Antara Surabaya dan Solo via Bus Ekonomi

Netty Virgiantini
Chapter #14

Malaikat Judes

Bus berhenti sesaat di pertigaan lampu merah.

Kemudian bus memutar ke kanan masuk terminal Maospati. Terminal singgah yang tidak sebesar terminal-terminal sebelumnya. Bus berhenti sekitar beberapa saat untuk mencari tambahan penumpang. Ya ampun, padahal di dalam bus masih berjubel penumpang yang berdiri. Aku bertanya-tanya dalam hati, apakah tidak ada kata cukup untuk para awak bus dengan penumpang yang berdesak-desakan seperti ini?

Gadis di sebelahku segera mengikat tas kresek berisi muntahanku. Aku begidik. Jijik. Padahal itu kan muntahanku. Kalau posisinya dibalik, gadis itu yang muntah, apakah aku mau repot-repot membantu seperti yang dilakukan gadis itu? Sejujurnya, aku tidak bakal mau. Ah, mungkin kehidupanku selama ini telah membentuk diriku menjadi pribadi yang egois. Kehidupan yang selalu berkecukupan dan belum pernah tersentuh kekurangan. Sungguh aku kagum. Juga terharu dengan perhatian gadis yang masih sering melotot galak itu. 
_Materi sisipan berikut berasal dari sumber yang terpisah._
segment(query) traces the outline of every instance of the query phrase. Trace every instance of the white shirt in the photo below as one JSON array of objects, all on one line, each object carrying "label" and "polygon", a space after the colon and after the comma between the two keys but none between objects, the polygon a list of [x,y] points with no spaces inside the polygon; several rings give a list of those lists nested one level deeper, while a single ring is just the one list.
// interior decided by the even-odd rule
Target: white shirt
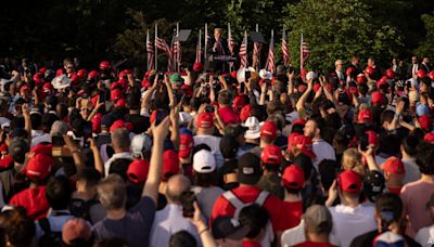
[{"label": "white shirt", "polygon": [[[297,226],[284,231],[280,240],[281,246],[284,247],[305,243],[307,240],[305,235],[305,220],[302,219]],[[329,240],[332,245],[341,246],[339,239],[332,233],[329,235]]]},{"label": "white shirt", "polygon": [[375,209],[371,206],[352,208],[341,204],[329,209],[333,219],[332,233],[342,247],[349,246],[355,237],[376,229]]},{"label": "white shirt", "polygon": [[314,158],[314,167],[318,170],[318,165],[323,160],[323,159],[331,159],[331,160],[336,160],[336,154],[334,153],[334,148],[332,145],[330,145],[328,142],[324,140],[318,140],[315,141],[312,144],[312,150],[316,155]]},{"label": "white shirt", "polygon": [[167,204],[163,210],[156,211],[151,230],[152,247],[169,246],[170,236],[181,230],[186,230],[194,236],[199,246],[202,246],[197,230],[188,218],[182,216],[182,207],[176,204]]},{"label": "white shirt", "polygon": [[129,158],[132,161],[132,155],[129,152],[123,152],[123,153],[114,154],[106,162],[104,162],[104,174],[105,174],[105,177],[108,176],[110,166],[112,165],[112,162],[115,159],[118,159],[118,158]]},{"label": "white shirt", "polygon": [[197,134],[193,136],[194,146],[206,144],[212,152],[220,152],[220,138],[209,134]]},{"label": "white shirt", "polygon": [[414,240],[423,247],[431,247],[434,240],[434,224],[419,230]]},{"label": "white shirt", "polygon": [[416,158],[403,159],[406,174],[404,177],[404,184],[414,182],[421,178],[419,166],[416,164]]}]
Aku terus mengamati saat gadis itu beranjak dan setengah berlari menyelinap di antara sela-sela penumpang yang berdiri. Mau ke mana dia? Ternyata gadis itu turun dari bus untuk membuang tas kresek berisi muntahanku ke tong sampah dekat pos penjagaan. Kenek bus masih berdiri membayar retribusi di pos penjagaan itu. 

Tatapanku terus terpaku pada gadis itu, lewat dari kaca jendela bibirku bergerak pelan. Bergumam, “Terima kasih...” 

Siapakah sebenarnya gadis itu? Mungkinkah dia seseorang yang sengaja dikirimkan Tuhan khusus untuk menolongku melewati perjalanan berat ini? Ah, tapi aku ragu. Apakah Tuhan berkenan mengirimkan malaikat penolong untuk manusia sepertiku? Kalian kan tahu, aku laki-laki yang suka main perempuan. Perbuatan yang sangat dilarang di dalam ajaran semua agama dan kepercayaan.  

Sudahlah. 

Tak perlu dipikirkan.

Aku pun tak sanggup memikirkannya lebih dalam.

Ilmu dan kondisi tubuhku tak mampu untuk memahaminya.  

Percaya saja bahwa semua yang terjadi di dunia ini, hal sekecil apa pun, pasti sudah atas izin dari Tuhan penguasa semesta ini. 

Sesaat kemudian dia kembali duduk di sampingku. Menundukkan tubuh dan terlihat sibuk mencari-cari sesuatu di dalam tas ransel di bawah kakinya. Begitu menegakkan tubuh, di tangan kirinya sudah ada satu gelas air mineral. Sementara tangan kanannya berusaha menusukkan sedotan ke arah tutup gelas. Setelah berhasil, dia menyodorkan gelas air mineral itu kepadaku. 

Tanpa ambil tempo, aku langsung menerimanya dan menyedotnya dengan kecepatan penuh.

Lega rasanya. 

Benar-benar  lega sampai melapangkan dada. Karena guyuran segelas air mineral tadi, bisa menggelontor sisa-sisa muntahan di tenggorokkanku yang terasa tak enak dan menganggu. 

Risih. 

Segelas air mineral itu sekaligus berguna mengisi perutku yang masih terasa perih melintir karena lapar.

Mungkin karena perut lapar bercampur kecapekan, mataku hampir terpejam saat bus mulai keluar dari terminal Maospati, dan berbelok ke kiri melaju di jalan raya kembali. 

Segala keinginan, niat, juga hasrat untuk menghubungi Romi dan menyerah seperti yang akan kulakukan sebelum terjadi kecelakaan tadi, terlupakan begitu saja. Saat ini, aku hanya ingin memejamkan mata. Terlelap sejenak untuk melupakan segala kemalangan dan kesialan yang sepanjang hari ini terus mendera.